The shock story as we kick of 2016 has of course been the further steady deterioration in commodity prices, and the shattering effect this weakness has had on global stock bourses.
Against this backcloth I believe now is a great time to consider whether fossil fuel giant Tullow Oil (LSE: TLW), dedicated copper play Antofagasta (LSE: ANTO) or gold producer Centamin (LSE: CEY) is the best destination for resources-hungry investors.
Oil still sinking
Although severe price weakness has been witnessed across most major commodities, it is the further decline in oil values that has grabbed the headlines. Brent values have lost a shocking fifth of their value since the bongs greeted the arrival of New Year’s Day, and prices edged to fresh 12-year lows around $29.46 per barrel just this morning.
But brokers are becoming increasingly convinced that oil prices are set to fall even further — indeed, Royal Bank of Scotland has even suggested that values could even collapse as low as $16 per barrel!
Despite these worsening prices, however, oil producers are still illustrating little appetite to rectify the chronic oversupply washing over the market. Perhaps most worryingly, the growing political discord between Saudi Arabia and Iran means that an agreement from OPEC to cut output is becoming ever-more unlikely.
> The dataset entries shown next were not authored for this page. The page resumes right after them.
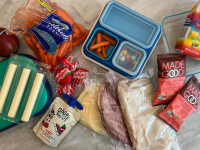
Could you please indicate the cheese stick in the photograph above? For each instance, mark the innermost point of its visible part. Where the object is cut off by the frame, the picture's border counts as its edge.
(6, 85)
(19, 92)
(32, 97)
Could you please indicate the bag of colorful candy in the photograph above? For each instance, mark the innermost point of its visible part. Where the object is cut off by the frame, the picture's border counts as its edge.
(48, 30)
(70, 76)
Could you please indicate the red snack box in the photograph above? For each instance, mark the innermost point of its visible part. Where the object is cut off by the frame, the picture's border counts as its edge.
(171, 77)
(185, 103)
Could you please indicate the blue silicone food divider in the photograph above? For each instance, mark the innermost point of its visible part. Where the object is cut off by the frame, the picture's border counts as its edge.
(129, 24)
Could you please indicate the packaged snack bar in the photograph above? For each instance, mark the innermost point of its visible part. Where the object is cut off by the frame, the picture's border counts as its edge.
(48, 30)
(185, 103)
(58, 121)
(188, 41)
(171, 77)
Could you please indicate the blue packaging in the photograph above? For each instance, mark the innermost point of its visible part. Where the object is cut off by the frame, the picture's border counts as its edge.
(128, 26)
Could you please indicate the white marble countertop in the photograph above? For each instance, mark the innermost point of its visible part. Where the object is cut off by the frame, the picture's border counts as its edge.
(79, 138)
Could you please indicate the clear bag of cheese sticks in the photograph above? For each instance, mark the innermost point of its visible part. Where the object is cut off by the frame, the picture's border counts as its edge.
(102, 114)
(146, 130)
(23, 93)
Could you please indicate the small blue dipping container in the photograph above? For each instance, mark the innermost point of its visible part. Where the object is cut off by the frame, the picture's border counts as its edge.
(135, 35)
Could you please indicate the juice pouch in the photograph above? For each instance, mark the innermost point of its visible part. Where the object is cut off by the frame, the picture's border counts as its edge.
(185, 103)
(188, 41)
(57, 121)
(171, 77)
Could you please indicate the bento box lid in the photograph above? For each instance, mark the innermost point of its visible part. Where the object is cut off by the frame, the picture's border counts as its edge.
(130, 25)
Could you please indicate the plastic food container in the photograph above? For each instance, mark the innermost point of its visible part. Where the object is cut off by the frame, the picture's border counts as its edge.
(88, 9)
(130, 25)
(128, 28)
(129, 58)
(172, 28)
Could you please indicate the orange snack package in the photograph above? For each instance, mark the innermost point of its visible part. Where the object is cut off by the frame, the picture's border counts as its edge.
(48, 30)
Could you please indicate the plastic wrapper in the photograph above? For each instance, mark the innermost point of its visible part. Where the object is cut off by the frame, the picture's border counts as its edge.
(69, 76)
(48, 30)
(27, 83)
(102, 114)
(147, 131)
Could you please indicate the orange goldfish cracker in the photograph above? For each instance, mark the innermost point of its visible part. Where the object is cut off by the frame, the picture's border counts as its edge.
(98, 54)
(80, 40)
(93, 42)
(82, 29)
(105, 43)
(46, 59)
(50, 58)
(105, 37)
(106, 48)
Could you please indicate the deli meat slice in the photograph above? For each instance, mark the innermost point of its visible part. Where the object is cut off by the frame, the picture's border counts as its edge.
(111, 115)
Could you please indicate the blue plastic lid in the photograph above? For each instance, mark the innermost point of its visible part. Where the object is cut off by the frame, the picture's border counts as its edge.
(129, 58)
(72, 102)
(130, 25)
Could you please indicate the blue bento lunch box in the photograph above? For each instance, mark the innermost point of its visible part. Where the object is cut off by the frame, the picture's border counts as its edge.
(136, 37)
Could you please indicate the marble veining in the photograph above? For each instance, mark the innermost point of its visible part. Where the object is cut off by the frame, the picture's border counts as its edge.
(80, 138)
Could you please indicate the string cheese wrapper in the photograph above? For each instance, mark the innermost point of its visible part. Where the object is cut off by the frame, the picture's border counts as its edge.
(32, 97)
(19, 92)
(6, 85)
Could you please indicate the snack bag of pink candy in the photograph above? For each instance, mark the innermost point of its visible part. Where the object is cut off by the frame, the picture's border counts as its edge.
(69, 75)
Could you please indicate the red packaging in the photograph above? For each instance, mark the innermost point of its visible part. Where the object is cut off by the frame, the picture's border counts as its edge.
(171, 77)
(185, 103)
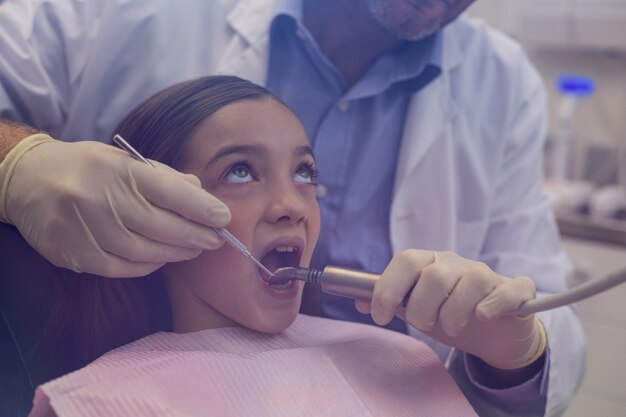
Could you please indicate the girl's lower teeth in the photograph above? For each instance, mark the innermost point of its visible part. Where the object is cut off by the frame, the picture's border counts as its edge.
(281, 286)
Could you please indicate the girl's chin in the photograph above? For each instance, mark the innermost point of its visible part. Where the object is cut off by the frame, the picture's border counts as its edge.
(275, 324)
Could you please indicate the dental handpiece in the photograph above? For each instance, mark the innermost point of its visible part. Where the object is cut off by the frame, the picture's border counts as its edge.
(358, 284)
(225, 234)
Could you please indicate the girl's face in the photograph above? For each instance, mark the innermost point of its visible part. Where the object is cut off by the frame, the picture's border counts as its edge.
(255, 157)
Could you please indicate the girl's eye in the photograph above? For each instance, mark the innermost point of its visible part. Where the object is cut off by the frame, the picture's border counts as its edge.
(238, 174)
(305, 173)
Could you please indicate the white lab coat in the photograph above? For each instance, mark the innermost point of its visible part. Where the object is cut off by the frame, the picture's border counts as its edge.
(469, 171)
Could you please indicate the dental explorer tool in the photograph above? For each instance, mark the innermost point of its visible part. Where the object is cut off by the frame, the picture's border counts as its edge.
(358, 284)
(225, 234)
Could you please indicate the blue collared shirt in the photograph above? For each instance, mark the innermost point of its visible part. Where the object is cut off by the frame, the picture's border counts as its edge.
(355, 133)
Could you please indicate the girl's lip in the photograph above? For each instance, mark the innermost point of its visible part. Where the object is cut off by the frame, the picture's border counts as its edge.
(293, 241)
(282, 292)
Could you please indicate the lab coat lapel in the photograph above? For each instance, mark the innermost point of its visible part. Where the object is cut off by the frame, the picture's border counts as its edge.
(247, 53)
(430, 111)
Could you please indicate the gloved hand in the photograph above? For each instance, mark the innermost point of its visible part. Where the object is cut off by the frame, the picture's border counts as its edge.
(90, 207)
(461, 303)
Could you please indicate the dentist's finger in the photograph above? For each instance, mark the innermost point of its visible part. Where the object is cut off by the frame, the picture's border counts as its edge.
(476, 283)
(396, 281)
(435, 285)
(363, 306)
(506, 297)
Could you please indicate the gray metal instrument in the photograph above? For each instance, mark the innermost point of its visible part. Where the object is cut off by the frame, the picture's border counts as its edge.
(225, 234)
(358, 284)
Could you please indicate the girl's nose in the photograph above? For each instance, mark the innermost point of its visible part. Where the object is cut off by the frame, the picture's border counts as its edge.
(287, 204)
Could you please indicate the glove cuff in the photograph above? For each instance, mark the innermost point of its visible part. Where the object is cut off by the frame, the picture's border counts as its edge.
(10, 162)
(538, 344)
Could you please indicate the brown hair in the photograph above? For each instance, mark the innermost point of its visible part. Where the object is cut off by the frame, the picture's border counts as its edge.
(91, 315)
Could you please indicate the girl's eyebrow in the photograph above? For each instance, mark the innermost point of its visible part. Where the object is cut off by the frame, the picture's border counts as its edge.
(238, 149)
(255, 150)
(304, 150)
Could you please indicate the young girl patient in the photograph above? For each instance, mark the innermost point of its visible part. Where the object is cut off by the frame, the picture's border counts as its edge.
(238, 346)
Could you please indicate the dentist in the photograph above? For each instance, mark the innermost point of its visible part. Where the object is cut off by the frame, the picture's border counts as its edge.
(427, 127)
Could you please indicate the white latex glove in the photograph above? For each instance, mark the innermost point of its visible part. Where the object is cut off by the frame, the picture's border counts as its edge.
(90, 207)
(461, 303)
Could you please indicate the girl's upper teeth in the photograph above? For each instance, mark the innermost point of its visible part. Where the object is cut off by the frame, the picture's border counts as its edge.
(285, 249)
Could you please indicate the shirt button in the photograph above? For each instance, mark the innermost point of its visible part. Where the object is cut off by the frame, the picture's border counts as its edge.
(320, 191)
(300, 33)
(343, 105)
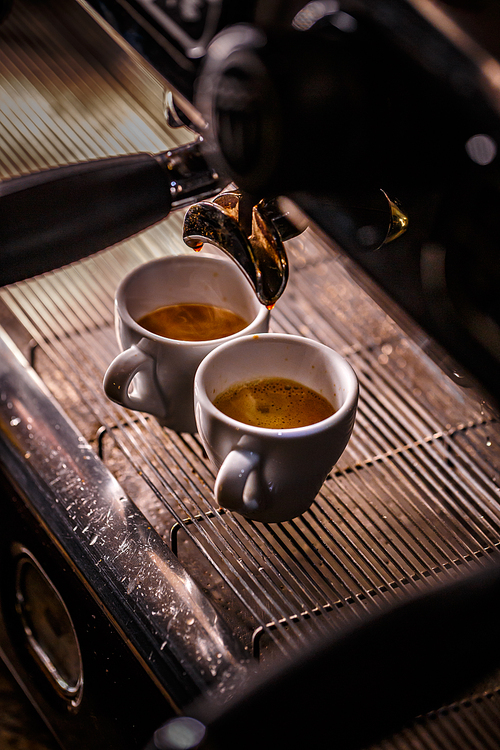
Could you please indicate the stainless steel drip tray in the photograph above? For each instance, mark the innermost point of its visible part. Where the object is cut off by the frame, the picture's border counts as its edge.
(412, 502)
(414, 496)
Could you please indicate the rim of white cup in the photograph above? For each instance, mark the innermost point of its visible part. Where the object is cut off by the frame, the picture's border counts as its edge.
(348, 405)
(131, 322)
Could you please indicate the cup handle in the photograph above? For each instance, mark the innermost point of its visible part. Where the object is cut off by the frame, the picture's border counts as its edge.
(121, 372)
(233, 479)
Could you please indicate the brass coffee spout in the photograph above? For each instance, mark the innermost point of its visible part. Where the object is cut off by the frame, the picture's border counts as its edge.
(252, 235)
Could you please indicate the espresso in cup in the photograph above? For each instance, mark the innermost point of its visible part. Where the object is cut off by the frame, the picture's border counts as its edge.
(274, 403)
(274, 414)
(169, 314)
(193, 322)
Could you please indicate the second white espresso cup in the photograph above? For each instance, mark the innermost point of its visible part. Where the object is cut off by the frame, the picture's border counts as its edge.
(153, 373)
(273, 474)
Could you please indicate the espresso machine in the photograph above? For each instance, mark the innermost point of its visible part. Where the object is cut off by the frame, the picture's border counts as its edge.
(326, 147)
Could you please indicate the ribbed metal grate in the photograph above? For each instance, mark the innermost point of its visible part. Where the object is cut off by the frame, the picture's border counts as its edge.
(416, 494)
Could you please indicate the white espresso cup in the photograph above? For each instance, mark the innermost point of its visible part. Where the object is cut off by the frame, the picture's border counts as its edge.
(153, 373)
(273, 474)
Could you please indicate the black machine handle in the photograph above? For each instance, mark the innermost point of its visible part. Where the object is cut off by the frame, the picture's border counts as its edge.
(60, 215)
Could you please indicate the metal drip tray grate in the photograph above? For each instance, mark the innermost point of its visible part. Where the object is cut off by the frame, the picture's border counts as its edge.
(415, 495)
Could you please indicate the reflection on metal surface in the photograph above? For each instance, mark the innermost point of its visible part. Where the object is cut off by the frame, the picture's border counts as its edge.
(48, 628)
(252, 235)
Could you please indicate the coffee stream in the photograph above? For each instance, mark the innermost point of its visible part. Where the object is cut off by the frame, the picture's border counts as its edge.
(193, 322)
(275, 403)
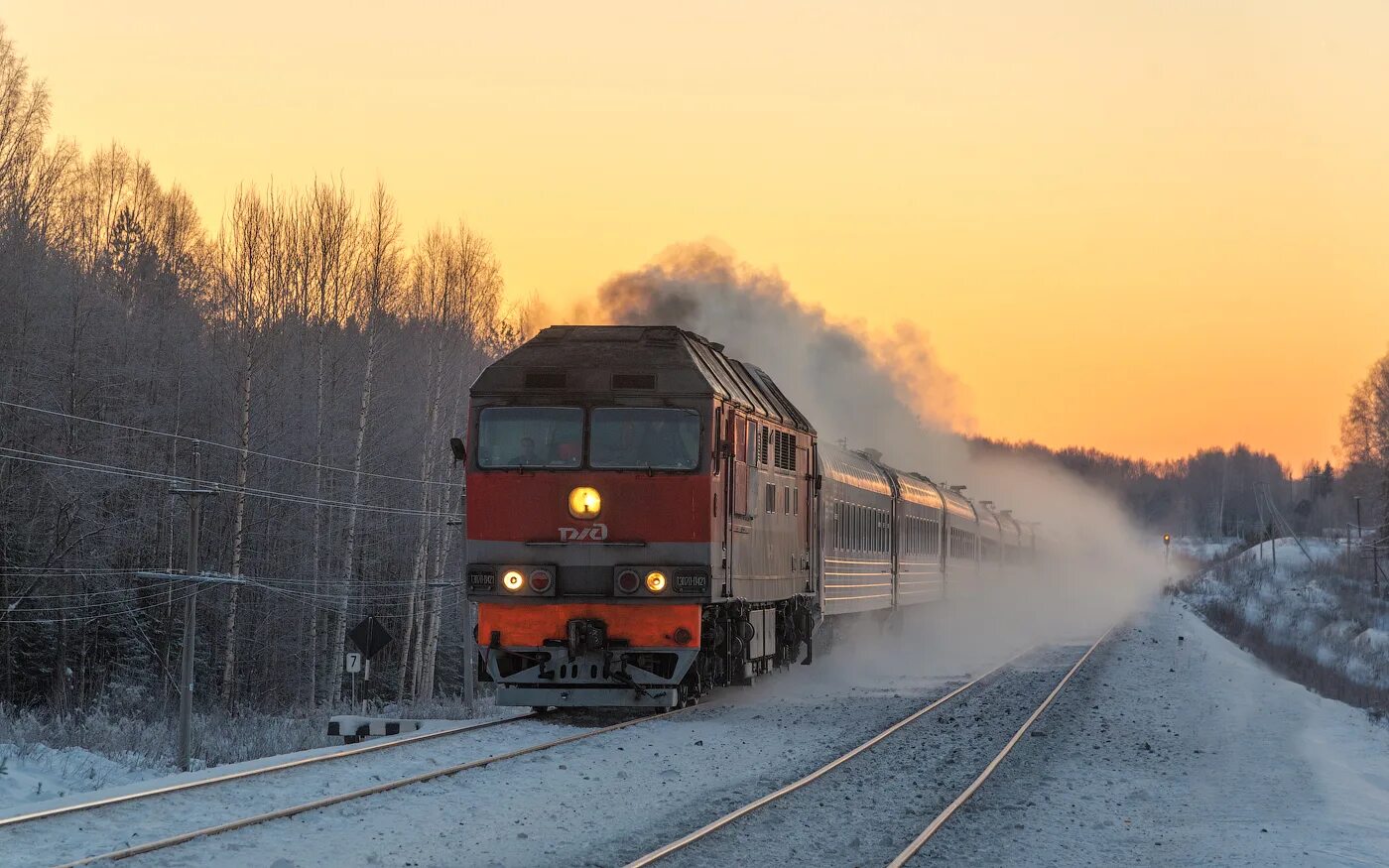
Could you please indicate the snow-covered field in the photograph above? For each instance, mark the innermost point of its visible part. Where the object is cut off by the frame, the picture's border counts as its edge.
(1171, 746)
(1308, 617)
(35, 773)
(1176, 747)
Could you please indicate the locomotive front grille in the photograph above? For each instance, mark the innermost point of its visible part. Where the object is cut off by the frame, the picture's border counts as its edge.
(586, 580)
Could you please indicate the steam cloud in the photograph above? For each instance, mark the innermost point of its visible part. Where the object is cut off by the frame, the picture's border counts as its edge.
(889, 393)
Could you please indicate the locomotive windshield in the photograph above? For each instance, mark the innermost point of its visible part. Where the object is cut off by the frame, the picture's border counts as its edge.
(530, 436)
(632, 437)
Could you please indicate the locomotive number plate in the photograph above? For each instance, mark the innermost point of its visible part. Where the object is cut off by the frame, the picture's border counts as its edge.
(692, 583)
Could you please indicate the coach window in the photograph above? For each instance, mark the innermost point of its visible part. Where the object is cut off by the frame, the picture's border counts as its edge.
(530, 436)
(645, 437)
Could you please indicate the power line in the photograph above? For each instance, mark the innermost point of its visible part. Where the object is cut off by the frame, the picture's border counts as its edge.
(238, 448)
(63, 461)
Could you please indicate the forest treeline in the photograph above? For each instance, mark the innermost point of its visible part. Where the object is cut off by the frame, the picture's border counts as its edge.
(322, 363)
(319, 360)
(1214, 492)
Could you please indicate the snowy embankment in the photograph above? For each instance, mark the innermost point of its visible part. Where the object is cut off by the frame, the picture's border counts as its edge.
(48, 756)
(1176, 747)
(1310, 618)
(37, 773)
(1171, 746)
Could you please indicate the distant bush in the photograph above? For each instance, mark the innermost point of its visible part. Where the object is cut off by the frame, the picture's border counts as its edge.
(1313, 622)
Instead, output from Iran and Iraq, and possibly from Libya, too, looks likely to stomp higher from this year.
Copper keeps collapsing
Prices of copper have also suffered the humiliation of striking fresh multi-year nadirs in recent days. Three-month futures at the London Metal Exchange slumped to their cheapest since mid-2009 below $4,350 per tonne, and many are tipping the bellwether material to slump below the critical $4,000 marker in the coming months.
Trade data from China provided a rare moment of cheer for the copper market this week — numbers showed red metal imports hit 530,000 tonnes in December, the second-highest amount in history. And oil imports of 33.19 million tonnes last month represented the highest amount on record.
Still, these rampant numbers are indicative of rampant bargain-hunting by Beijing rather than a signal of robust underlying demand.
All that glistens is not gold
In stark comparison to crude and copper, the current macroeconomic turmoil affecting global markets has sent investors piling back into ‘safe-haven’ investment gold. The precious metal struck two-month peaks above $1,110 per ounce earlier this week.
It could certainly be argued that gold is a better destination than ‘industrial’ commodities like oil and copper, its ‘store of value’ qualities helping to keep values afloat in the current environment. Consequently I believe Centamin is likely to prove a less volatile stock selection than the likes of Tullow Oil and Antofagasta.
However, I for one would am not tempted to plough into any of the three firms mentioned. For Centamin, a steady appreciation in US dollar values crushed prices during 2015, while a backcloth of insipid inflation and weaker physical purchases from Asia has also hampered precious metal prices in recent times.
And with these factors set to persist in 2016 and probably beyond, I see little reason for gold to extend its steady move higher.
With worsening supply dynamics affecting most other dollar-denominated commodity classes like oil and copper, too, I reckon all three stocks I have mentioned are likely to remain too risky for prudent investors for some time to come.